My current attentative approaches:

(1) create a list of optimizers; where each optimizer is responsible to optimize the parameters of each layer.

opt = [] # collection of parameters

optimizer = Adam(NN.parameters()) # my first layer parameters
opt.append(optimizer)

for l in range(total_number_of_layers):
    # add new layers to NN
    ... some code here
 
   # add new optimizer to collections; this optimizer only responsible take care of new layer parameters
    opt.append(Adam(new_layer_parameters)) 

    # only train new layers
    for t in range(T1):
        opt[-1].zero_grad()
        loss = get_loss(...)
        loss.backward(retain_graph=True)
        opt[-1].step() # only update new parameters

    # Fully train
    for t in range(T2):
        for o in opt:
             o.zero_grad()
        loss = get_loss(...)
        loss.backward(retain_graph=True)
        for o in opt:
             o.step()

Is there any nicer way of doing this? Am I using retain_graph=True correctly ? My program takes very large amount of memory so I don’t think I’m doing it efficiently

MariosOreo · April 16, 2019, 1:43am

Hello @ElleryL,

Both cases you mentioned above are right.
But don’t forget dynamic update the output of the network when you increasing number of layers dynamically. I mean to say if you increasing layers into the current network by model.add_module(), it will not update the forward() process, so you should update the output like output = new_layer(model(input)) manually. Maybe there is a better solution.

ElleryL · April 16, 2019, 9:02pm

Thanks for the reply; I have also encounter another issue.

I have re-edit the post; could you also take a look at it? Thanks

MariosOreo · April 17, 2019, 5:44am

I think you shouldn’t use retain_graph=True in each backward() which leads to large amount of memory even OOM problem. In addition, there are some problems in you code snippet.

optimizer = Adam(NN.parameters()) # the frist optimizer of NN parameters
for l in range(total_number_of_layers):
    # add new layers
    ...
    optimizer.add_param_group({"params": new_module.parameters()})
    optimizer_new_layer = Adam(new_module.parameters())

    # only train new layers
    for t in range(T1):
        optimizer_new_layer.zero_grad()
        loss = get_loss(...)
        loss.backward()      # don't need retrain_graph
        optimizer_new_layer.step()

    # Fully train
    for t in range(T2):
        optimizer.zero_grad()
        loss = get_loss(...)
        loss.backward()
        optimizer.step()

Does it still have a large memory consumption after removing retrain_graph=True?

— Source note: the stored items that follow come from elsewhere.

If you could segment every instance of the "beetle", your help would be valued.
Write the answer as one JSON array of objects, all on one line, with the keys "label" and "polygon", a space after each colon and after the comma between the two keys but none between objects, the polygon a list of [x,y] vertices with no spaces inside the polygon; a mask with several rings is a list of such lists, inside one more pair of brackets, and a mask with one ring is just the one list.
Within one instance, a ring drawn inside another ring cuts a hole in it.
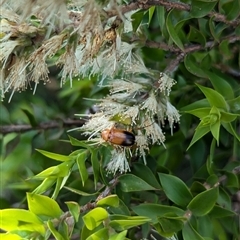
[{"label": "beetle", "polygon": [[101,137],[106,142],[123,147],[133,146],[136,140],[132,132],[114,127],[103,130],[101,132]]}]

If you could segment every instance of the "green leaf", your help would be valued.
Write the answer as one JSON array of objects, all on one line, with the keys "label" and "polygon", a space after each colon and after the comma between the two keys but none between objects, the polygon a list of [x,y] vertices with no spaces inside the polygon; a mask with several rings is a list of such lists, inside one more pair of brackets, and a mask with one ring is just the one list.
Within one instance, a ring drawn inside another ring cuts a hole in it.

Let me know.

ElleryL · April 17, 2019, 2:20pm

So; removing retain_graph=True. it raises RuntimeError: Trying to backward through the graph a second time, but the buffers have already been freed. Specify retain_graph=True

I think because loss = get_loss(..) been called twice

MariosOreo · April 18, 2019, 12:36am

It seems there are some variables that calculated in global and used for backpropagation. But in my opinion, the large amount memory cost is caused by retain_graph that calling backward() cannot clear the graph in each iteration. As a result, memory used is gradually increasing.
Maybe the solution is to optimize your get_loss(...) function?